Drivers on Loop 101 seem to have a need for speed.
Equipment installed in January in Scottsdale that automatically photographs speeders seemed to slow leadfoots down once citations began to be mailed.
But as of this week, the number of people caught by the six cameras between Scottsdale Road and Shea Boulevard has nearly returned to that of the first month of the program, when the city was just giving warnings.
Pat Dodds, city spokesman, said he believes the speed enforcement camera program has been effective, and attributed the recent lack of publicity of the Loop 101 cameras for the increase in speeders.
“One thing that helped lower the number of speeders at the beginning of this test program was the large amount of publicity,” he said. “When we put speed cameras up at the 7700 block of Frank Lloyd Wright Boulevard, it took several months for the speeds to come down, and that could be the case here.”
The city’s nine-month pilot program takes pictures of motorists traveling faster than 75 mph.
Through Thursday, 89,279 speeders have been snapped since Jan. 21, city records show.
During the warning phase that ended Feb. 22, the cameras had caught 30,169 speeders, according to statistics by Redflex Traffic Systems, the private company that manages the program.

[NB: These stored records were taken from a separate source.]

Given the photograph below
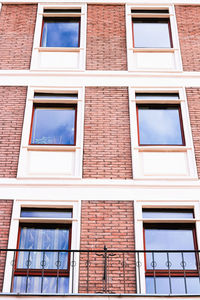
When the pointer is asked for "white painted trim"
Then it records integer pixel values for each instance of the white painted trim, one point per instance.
(37, 49)
(167, 80)
(25, 147)
(130, 2)
(140, 221)
(14, 227)
(136, 149)
(132, 52)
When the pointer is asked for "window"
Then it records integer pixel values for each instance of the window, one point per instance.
(60, 29)
(53, 124)
(159, 124)
(38, 269)
(175, 269)
(151, 32)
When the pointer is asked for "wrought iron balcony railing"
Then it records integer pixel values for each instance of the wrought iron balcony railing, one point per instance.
(104, 271)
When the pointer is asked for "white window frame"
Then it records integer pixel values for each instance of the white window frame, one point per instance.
(38, 32)
(78, 148)
(174, 35)
(188, 148)
(14, 228)
(140, 221)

That figure dropped by about one-third in the next month, when ticketing began. But between March 25 and April 24, the cameras caught speeders 29,718 times.
Citations average $157.
Not all the camera flashes result in legal action, for various reasons. As of Wednesday, the Scottsdale City Court has mailed 18,438 citations, city officials said.
Some motorists push their vehicles to the limit on Loop 101. On 166 occasions, the cameras have recorded people driving more than 100 mph, Dodds said.
Police don’t take kindly to such reckless behavior and have arrested four people on suspicion of reckless driving and excessive speeding who were photographed.
But police just don’t have the manpower to catch all the 100-mph-plus offenders, said Bruce Kalin, contract manager for the Scottsdale Police Department.
“There’s a limited number of people we have out there trying to catch speeders, so there’s a limited number of people we can send out to try to find people who don’t want to be found,” Kalin said. “We’re looking for a bunch of others who were driving dangerously or were speeding excessively from the warning phase of the program, but we just haven’t been able to find them, yet.”
Kalin added the city still plans to arrest those who are photographed traveling 100 mph and faster.
“We still will aggressively investigate those who are traveling at excessive speeds or doing something dangerous while they’re driving,” Kalin said.
Cameras have caught people exceeding 100 mph without their hands on the wheel and with passengers sitting on drivers’ laps. The pilot program is slated to end in October. Whether it continues after then remains to be seen. A proposed law that would ban photo enforcement cameras from state highways is still working its way through the state Legislature.